Seperti yang dijelaskan di sela-sela persidangan Putri Munawwaroh di Pengadilan Negeri Jakarta Selatan oleh Ketua Yayasan Ilham, “Bayi dari Putri Munawwaroh masih berada di dalam tahanan Markas Komando Brimob Kelapa Dua, Depok,” ujar Muhammad HS yang turut terlibat dalam advokasi kasus Putri Munawwaroh, Rabu (5/5).
Ia juga menyatakan, penahanan bayi Putri Munawwaroh sangat mencederai rasa keadilan, bagaimana mungkin seorang bayi yang tidak berdosa harus menanggung beban hukum yang tidak dilakukannya.

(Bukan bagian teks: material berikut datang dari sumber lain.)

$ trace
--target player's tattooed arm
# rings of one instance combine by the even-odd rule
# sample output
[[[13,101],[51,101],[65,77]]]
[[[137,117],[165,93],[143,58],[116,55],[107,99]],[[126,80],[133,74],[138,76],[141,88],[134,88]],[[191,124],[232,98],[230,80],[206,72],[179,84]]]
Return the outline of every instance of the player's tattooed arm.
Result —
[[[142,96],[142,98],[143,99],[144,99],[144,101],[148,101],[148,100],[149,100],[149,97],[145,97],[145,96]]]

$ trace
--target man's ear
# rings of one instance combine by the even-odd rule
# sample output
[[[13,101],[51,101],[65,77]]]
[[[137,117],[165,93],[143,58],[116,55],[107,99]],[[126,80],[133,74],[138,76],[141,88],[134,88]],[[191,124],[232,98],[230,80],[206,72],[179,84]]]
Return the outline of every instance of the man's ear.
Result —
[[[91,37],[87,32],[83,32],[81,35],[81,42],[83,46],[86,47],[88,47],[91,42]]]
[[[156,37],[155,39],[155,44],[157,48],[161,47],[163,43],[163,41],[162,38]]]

Mungkin masih hal yang wajar jika Putri Munawwaroh dikait-kaitkan oleh pihak Kepolisian ataupun Kejaksaan dalam kasus “terorisme” yang disangkakan kepadanya, sehingga Putri harus ditahan dan diadili. Namun, jika bayi tak berdosa harus ikut ditahan karena ia berada di tempat kejadian perkara ketika dalam kandungan, rasa keadilan kita memang harus diluruskan. [hidayatullah/arrahmah.com]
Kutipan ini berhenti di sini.